We do not read § 404.1513(a) to preclude application of the "treating physician" rule to chiropractors under appropriate circumstances. To state explicitly that which was implied in Guardino and Buttron, we conclude that a treating chiropractor's opinion as to the "diagnosis and nature and degree of impairment" arising from a condition within the chiropractor's field of expertise should ordinarily be accorded a binding effect under the "treating physician" rule. Chiropractors undergo a rigorous four-year training program (the same length as medical school), in which they are trained in the diagnosis and treatment of spinal conditions. As a condition of licensure by New *616 York State, they must complete the four-year program and pass examinations in various scientific and clinical areas, including the use of X-rays. N.Y. Educ. Law § 6554. They are further subject to the supervision of a state board on matters of licensing and professional conduct. N.Y. Educ. Law § 6553. Where, as here, a disability claimant has received regular and frequent treatment by a chiropractor, over an extended period, for an injury to his spine, there is no rational reason why the chiropractor's opinion on the nature and extent of disability should not receive the same weight accorded under the law to opinions of treating physicians.

Application of the "treating physician" rule in this case mandates reversal of the Secretary's decision. Dr. Izquierdo's twicestated opinion on the degree of disability is supported by his diagnosis, and is not contradicted by Dr. Shumofsky.

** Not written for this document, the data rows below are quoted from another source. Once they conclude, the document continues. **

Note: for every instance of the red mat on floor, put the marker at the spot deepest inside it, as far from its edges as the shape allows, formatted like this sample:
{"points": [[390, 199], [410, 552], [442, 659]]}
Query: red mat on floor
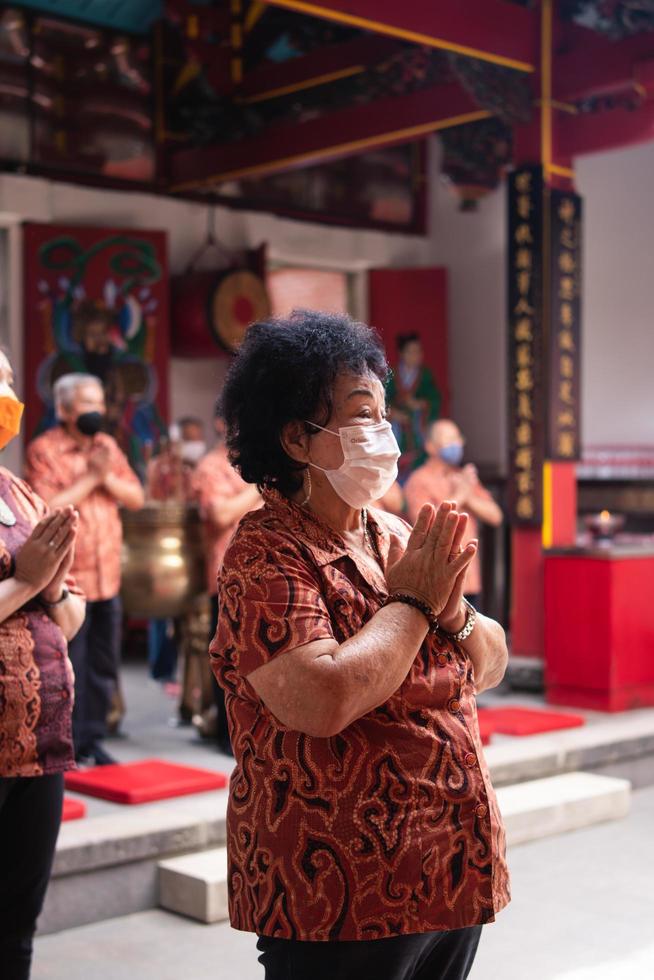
{"points": [[527, 721], [143, 782], [73, 809]]}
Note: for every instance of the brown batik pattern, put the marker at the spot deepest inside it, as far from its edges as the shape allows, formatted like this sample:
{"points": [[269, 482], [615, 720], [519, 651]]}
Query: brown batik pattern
{"points": [[390, 827], [36, 677]]}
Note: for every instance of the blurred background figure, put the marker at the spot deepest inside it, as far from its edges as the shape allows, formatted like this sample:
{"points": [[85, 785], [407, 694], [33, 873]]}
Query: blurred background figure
{"points": [[414, 401], [78, 464], [168, 475], [190, 433], [443, 477], [224, 498], [40, 610]]}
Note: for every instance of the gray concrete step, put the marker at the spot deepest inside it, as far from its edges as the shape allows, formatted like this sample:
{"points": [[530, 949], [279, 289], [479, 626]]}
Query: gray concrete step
{"points": [[543, 807], [195, 885]]}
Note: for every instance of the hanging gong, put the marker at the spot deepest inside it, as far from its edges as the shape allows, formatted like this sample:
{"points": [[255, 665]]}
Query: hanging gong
{"points": [[239, 299]]}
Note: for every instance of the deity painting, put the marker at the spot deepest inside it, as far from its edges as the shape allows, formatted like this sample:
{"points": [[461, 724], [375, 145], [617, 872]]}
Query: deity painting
{"points": [[414, 400], [96, 302]]}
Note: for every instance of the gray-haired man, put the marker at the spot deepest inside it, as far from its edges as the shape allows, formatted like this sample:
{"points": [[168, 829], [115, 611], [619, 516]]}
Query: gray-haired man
{"points": [[76, 463]]}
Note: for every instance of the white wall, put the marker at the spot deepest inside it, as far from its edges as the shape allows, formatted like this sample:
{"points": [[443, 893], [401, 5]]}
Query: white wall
{"points": [[473, 247], [194, 384], [618, 319]]}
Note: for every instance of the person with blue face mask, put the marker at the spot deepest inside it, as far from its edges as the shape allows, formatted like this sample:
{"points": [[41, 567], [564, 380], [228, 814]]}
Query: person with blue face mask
{"points": [[443, 477]]}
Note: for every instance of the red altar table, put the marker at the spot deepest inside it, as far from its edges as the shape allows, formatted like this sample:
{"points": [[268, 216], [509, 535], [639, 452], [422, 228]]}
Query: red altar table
{"points": [[599, 627]]}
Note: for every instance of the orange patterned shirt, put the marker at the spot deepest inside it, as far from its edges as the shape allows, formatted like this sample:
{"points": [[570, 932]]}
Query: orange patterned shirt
{"points": [[388, 828], [432, 483], [54, 462], [36, 676], [214, 477]]}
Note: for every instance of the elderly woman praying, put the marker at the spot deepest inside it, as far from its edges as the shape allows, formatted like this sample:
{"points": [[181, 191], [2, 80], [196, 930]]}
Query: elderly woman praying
{"points": [[364, 837]]}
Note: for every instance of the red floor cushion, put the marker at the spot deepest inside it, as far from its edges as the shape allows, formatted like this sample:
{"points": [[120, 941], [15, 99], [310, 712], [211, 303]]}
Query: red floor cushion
{"points": [[143, 782], [73, 809], [527, 721]]}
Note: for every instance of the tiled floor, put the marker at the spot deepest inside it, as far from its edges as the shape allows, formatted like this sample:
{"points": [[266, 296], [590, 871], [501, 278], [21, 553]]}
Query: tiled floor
{"points": [[581, 910]]}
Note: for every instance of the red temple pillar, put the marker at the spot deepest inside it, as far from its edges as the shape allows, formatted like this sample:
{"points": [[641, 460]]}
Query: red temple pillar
{"points": [[544, 342]]}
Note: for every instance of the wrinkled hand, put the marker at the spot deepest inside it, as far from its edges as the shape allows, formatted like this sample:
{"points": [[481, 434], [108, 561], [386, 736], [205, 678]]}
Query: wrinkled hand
{"points": [[99, 462], [428, 569], [40, 558], [453, 616], [53, 591]]}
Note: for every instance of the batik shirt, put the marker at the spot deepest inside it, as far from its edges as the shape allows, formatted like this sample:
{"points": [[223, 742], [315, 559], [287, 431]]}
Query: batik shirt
{"points": [[388, 828], [54, 462], [36, 676]]}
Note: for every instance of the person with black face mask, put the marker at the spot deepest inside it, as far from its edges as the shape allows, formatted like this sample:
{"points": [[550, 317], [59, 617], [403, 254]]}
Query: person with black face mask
{"points": [[78, 464]]}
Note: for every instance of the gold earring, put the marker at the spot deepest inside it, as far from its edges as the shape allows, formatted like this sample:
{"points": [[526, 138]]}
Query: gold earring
{"points": [[306, 484]]}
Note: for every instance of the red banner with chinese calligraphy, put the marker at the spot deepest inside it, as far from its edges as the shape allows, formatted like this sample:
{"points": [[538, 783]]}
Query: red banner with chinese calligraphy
{"points": [[526, 346], [564, 388]]}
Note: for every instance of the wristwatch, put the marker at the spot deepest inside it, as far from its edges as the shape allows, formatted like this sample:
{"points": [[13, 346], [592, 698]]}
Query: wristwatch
{"points": [[468, 626], [62, 598]]}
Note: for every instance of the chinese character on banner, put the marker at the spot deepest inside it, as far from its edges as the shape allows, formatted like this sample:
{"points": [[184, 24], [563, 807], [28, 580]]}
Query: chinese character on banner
{"points": [[563, 395], [526, 344]]}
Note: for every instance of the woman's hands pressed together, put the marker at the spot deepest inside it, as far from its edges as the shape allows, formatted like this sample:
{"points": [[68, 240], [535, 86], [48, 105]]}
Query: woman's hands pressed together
{"points": [[46, 557], [433, 566]]}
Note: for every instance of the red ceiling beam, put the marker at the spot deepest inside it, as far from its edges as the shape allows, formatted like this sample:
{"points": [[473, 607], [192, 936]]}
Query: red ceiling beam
{"points": [[324, 65], [596, 132], [597, 66], [492, 30], [339, 134]]}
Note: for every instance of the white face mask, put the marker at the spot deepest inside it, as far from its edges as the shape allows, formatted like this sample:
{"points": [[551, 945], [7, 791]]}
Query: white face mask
{"points": [[369, 468], [193, 450]]}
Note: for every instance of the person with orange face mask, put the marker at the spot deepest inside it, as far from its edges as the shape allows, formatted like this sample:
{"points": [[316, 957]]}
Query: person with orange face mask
{"points": [[41, 609]]}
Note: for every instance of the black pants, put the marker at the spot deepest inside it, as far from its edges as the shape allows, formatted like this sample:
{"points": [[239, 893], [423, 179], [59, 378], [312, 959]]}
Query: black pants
{"points": [[423, 956], [95, 655], [30, 814], [222, 729]]}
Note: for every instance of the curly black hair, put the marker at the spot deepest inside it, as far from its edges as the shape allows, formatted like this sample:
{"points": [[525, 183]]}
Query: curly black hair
{"points": [[285, 371]]}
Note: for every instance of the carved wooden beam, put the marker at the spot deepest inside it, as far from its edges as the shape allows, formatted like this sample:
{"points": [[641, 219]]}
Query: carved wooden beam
{"points": [[338, 134]]}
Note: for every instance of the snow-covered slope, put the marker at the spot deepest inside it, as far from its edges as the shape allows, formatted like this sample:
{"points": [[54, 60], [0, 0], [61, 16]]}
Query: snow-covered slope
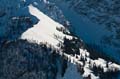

To the extent he verified the plaintiff's complaints of pain through physical testing, the latter's findings would seem to support those of Dr. Izquierdo. In short, there is no substantial evidence in the record sufficient to overcome Dr. Izquierdo's opinion.

Accordingly, the ALJ's determination that plaintiff could perform his past relevant work or other "light work" is reversed. As the record makes clear that the Secretary would have no hope of carrying his burden of proving that plaintiff could perform some other type of work in the national economy, we remand to the Secretary solely for calculation and disbursement of benefits.


Plaintiff's motion for judgment on the pleadings is granted, and the matter is remanded to the defendant Secretary for calculation and disbursement of disability benefits.